I had no major problems with being able to eat although my appetite did decrease and I lost about 12 pounds over the 6 week period.  Because the recommendation from the dietitian during treatment was to eat small meals and snack I also stocked up on Carnation Instant Breakfast (no sugar version as I was a diabetic), protein bars, and meal replacement bars.  I didn't have any particular ones that I preferred, it was more a matter of just getting enough calories and nutriition in me each day as possible. Laundry went to a place about a block from me that charges to do laundry.  Mostly I stayed in my bathrobe because all of the clothes I own no longer fit. When I drove in for treatment I wore shorts and a t-shirt.

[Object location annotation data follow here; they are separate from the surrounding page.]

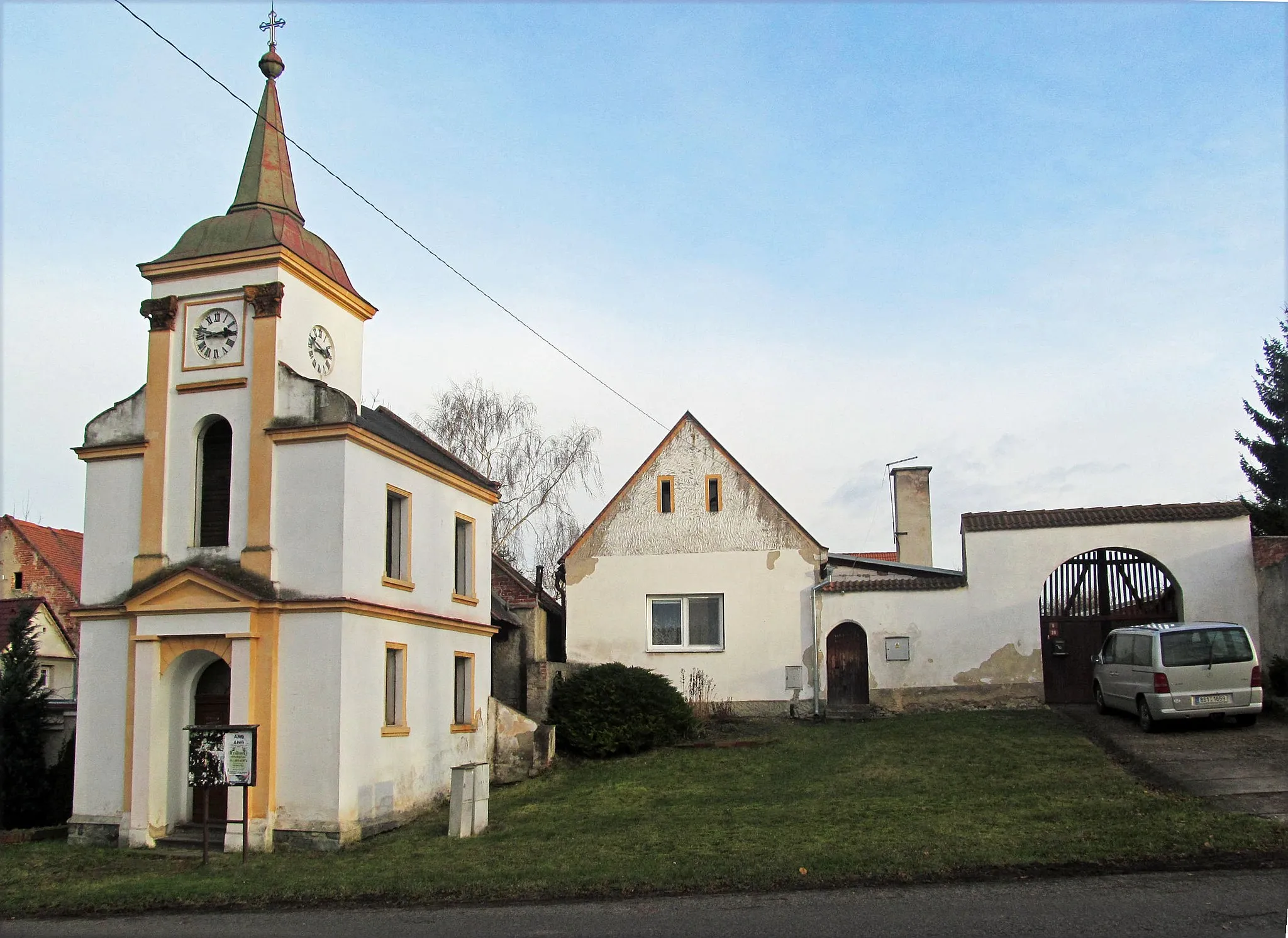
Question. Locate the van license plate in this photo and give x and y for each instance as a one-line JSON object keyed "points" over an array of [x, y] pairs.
{"points": [[1210, 699]]}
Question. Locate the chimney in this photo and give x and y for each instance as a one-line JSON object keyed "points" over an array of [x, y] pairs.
{"points": [[913, 515]]}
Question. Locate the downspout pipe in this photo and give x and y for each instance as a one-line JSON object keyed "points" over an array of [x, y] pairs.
{"points": [[816, 608]]}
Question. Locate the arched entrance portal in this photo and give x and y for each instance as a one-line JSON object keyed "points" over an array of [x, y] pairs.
{"points": [[847, 666], [210, 705], [1085, 600]]}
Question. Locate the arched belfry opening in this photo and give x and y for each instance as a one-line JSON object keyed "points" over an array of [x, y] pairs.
{"points": [[847, 666], [214, 483], [1089, 596], [211, 705]]}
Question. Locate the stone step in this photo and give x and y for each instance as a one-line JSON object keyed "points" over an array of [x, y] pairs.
{"points": [[187, 837]]}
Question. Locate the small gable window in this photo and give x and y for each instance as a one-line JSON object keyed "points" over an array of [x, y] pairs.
{"points": [[666, 494], [216, 474]]}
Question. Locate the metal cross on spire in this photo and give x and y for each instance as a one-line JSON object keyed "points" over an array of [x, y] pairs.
{"points": [[272, 26]]}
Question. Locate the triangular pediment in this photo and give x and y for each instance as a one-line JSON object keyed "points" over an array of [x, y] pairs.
{"points": [[189, 591]]}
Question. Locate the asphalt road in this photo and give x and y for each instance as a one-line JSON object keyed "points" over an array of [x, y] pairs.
{"points": [[1175, 905]]}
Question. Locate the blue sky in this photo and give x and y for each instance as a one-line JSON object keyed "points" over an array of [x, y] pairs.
{"points": [[1035, 245]]}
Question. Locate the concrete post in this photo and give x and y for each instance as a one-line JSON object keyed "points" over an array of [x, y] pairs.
{"points": [[470, 789]]}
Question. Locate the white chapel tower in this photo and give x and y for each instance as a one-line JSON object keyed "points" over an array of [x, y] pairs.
{"points": [[260, 548]]}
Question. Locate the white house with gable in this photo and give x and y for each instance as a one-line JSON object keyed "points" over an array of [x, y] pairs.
{"points": [[692, 564], [262, 549]]}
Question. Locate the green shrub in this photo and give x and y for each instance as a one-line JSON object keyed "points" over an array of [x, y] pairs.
{"points": [[611, 709]]}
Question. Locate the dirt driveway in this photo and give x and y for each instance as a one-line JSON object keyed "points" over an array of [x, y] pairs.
{"points": [[1238, 768]]}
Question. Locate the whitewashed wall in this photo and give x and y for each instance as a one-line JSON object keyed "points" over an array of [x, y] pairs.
{"points": [[768, 617], [988, 632]]}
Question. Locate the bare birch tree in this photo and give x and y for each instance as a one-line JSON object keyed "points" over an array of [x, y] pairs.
{"points": [[499, 435]]}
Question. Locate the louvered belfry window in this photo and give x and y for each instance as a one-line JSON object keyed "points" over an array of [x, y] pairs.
{"points": [[217, 473]]}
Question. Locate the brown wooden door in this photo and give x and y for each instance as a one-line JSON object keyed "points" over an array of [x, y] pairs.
{"points": [[847, 666], [1068, 646], [211, 707]]}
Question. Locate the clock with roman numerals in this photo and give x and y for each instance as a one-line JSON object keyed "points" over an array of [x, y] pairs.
{"points": [[216, 335]]}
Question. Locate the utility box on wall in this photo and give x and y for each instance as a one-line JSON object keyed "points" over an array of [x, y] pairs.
{"points": [[899, 649]]}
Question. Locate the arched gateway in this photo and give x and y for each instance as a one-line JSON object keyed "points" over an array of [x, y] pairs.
{"points": [[1089, 596]]}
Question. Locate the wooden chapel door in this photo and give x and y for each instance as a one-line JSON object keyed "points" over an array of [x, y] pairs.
{"points": [[211, 707]]}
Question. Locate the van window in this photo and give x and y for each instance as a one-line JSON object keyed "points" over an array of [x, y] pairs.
{"points": [[1107, 654], [1206, 646]]}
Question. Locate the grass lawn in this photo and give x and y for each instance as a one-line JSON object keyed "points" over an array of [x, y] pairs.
{"points": [[914, 797]]}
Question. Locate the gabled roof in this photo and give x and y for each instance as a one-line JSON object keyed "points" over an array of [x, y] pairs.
{"points": [[22, 609], [666, 440], [58, 547], [1116, 515]]}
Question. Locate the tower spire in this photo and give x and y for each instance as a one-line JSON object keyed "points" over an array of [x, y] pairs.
{"points": [[265, 180]]}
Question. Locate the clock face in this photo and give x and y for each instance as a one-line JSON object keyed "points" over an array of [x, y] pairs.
{"points": [[321, 350], [216, 335]]}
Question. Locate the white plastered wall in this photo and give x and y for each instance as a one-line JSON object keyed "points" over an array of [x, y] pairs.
{"points": [[114, 504], [433, 538], [309, 516], [956, 632], [387, 779], [768, 617], [101, 721], [308, 721]]}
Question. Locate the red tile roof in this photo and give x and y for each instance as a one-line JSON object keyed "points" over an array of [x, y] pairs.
{"points": [[1117, 515], [60, 547], [880, 585]]}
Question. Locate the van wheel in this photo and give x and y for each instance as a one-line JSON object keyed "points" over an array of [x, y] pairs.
{"points": [[1102, 707], [1146, 720]]}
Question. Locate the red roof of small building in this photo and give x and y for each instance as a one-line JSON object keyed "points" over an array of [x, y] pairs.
{"points": [[60, 547]]}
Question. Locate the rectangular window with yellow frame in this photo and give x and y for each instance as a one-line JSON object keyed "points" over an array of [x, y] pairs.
{"points": [[397, 538], [463, 575], [463, 693], [396, 690]]}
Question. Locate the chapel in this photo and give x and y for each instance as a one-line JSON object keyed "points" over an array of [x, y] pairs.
{"points": [[262, 549]]}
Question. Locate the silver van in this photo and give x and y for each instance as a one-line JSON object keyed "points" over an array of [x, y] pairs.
{"points": [[1179, 671]]}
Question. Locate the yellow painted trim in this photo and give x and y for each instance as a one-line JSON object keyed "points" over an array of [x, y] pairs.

I don't know what everyone else's reactions have been to radiation therapy but the most annoying issue for me was the physical side effect from the radiation related to bowel movements.  Even taking Lomotil and Immodium around the clock didn't help to slow things down much.  The first couple of weeks wasn't too bad but by week 3 I was averaging 20+ trips to the bathroom both day and night which also meant I wasn't getting much quality sleep at night.

One thing that took awhile to sink in is that the radiation continues to work for weeks after the therapy ends.  The surgeon and oncologist set a 12 week (3 month) recovery period post-radiation before they'd do surgery. Again, everyone is different but it took about 6 weeks after the end of the radiation treatments before I could sleep through the night and another 3 weeks before I started feeling close to normal which meant not having to be close to a bathroom 24 hours a day.  

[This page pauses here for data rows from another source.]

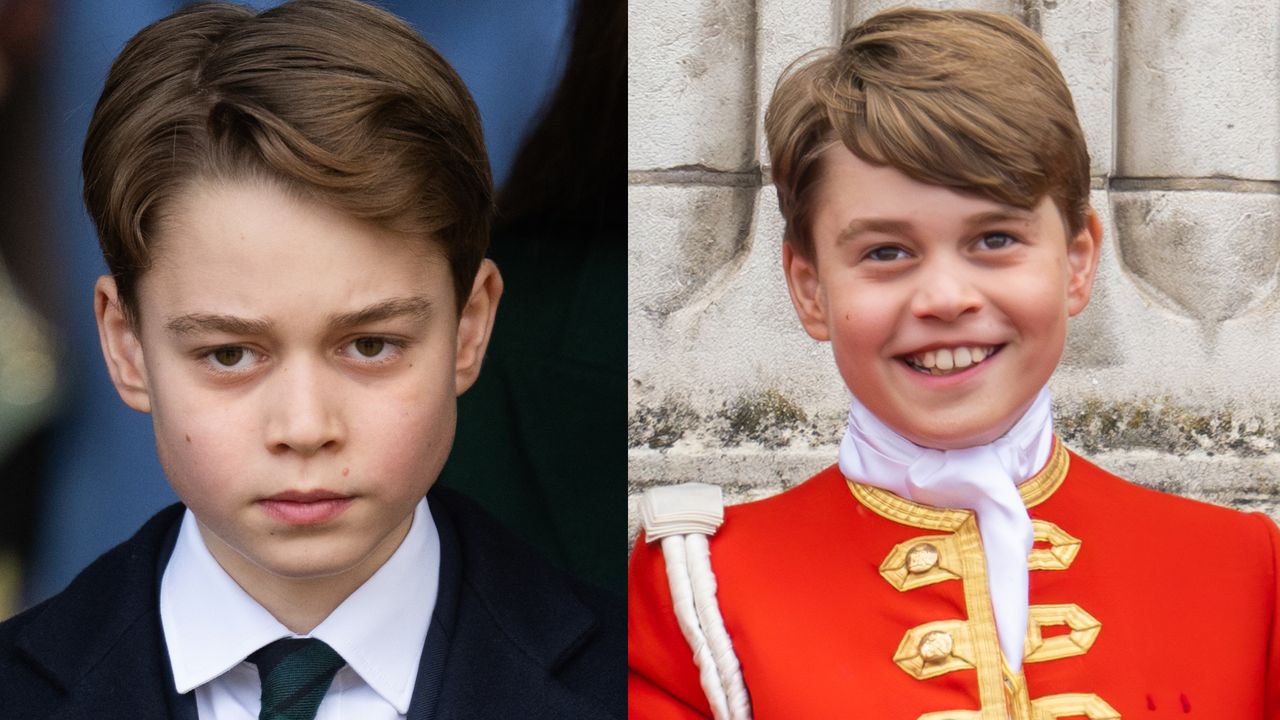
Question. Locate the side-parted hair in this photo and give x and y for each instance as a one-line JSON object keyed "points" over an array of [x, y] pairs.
{"points": [[961, 99], [334, 100]]}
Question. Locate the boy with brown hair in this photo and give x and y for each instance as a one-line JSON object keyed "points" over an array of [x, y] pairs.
{"points": [[958, 561], [295, 208]]}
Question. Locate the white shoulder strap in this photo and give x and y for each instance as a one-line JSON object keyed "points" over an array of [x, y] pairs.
{"points": [[681, 518]]}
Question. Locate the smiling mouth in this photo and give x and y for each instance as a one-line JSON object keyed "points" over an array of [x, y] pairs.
{"points": [[949, 360]]}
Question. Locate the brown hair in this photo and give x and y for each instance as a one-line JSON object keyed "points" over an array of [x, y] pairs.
{"points": [[336, 100], [960, 99]]}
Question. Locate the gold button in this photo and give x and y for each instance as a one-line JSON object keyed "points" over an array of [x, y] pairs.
{"points": [[922, 559], [936, 646]]}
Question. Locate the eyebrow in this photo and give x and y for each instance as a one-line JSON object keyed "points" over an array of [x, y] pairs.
{"points": [[415, 308], [886, 226]]}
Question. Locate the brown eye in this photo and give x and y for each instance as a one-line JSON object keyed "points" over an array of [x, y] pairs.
{"points": [[370, 346], [228, 356]]}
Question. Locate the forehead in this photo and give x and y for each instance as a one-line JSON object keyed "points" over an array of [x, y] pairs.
{"points": [[851, 188], [256, 250]]}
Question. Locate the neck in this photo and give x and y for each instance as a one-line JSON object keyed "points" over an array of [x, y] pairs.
{"points": [[301, 602]]}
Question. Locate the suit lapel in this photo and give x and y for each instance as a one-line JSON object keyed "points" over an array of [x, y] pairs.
{"points": [[513, 625], [100, 641]]}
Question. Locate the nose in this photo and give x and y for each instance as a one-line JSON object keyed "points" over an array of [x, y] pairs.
{"points": [[304, 410], [946, 290]]}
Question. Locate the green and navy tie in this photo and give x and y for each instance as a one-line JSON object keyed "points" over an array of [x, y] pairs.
{"points": [[296, 673]]}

So, my main tips, at least related to the radiation, are - Be lazy.  Make everything convenient. Stock up on easy to grab (and reasonably healthy) snacks. Possibly stock up on toilet paper and ointments. Don't expect to recover overnight but be grateful if you do.

Another thing is Vitamin D3. I stopped taking it during the treatments (for some unknown idiotic reason) and by the time the treatment was over my D3 level was extremely low.  When I had that conversation with the oncology clinic they said that since D3 plays such an important role in GI health that I should have been taking it during treatment. So, if you haven't started it you may want to discuss taking Vitamin D3 with your doctor.

Good luck to you.

Bill

 

Trubrit's picture
Trubrit
Posts: 4827
Joined: Jan 2013

May I suggest that you go onto the forum and post an introductoinary post. We can all get to know you, share advice and not hijack nsichler's thread. 

You've found a wonderful resource for info, advice and friendship. I hope to see you posting soon.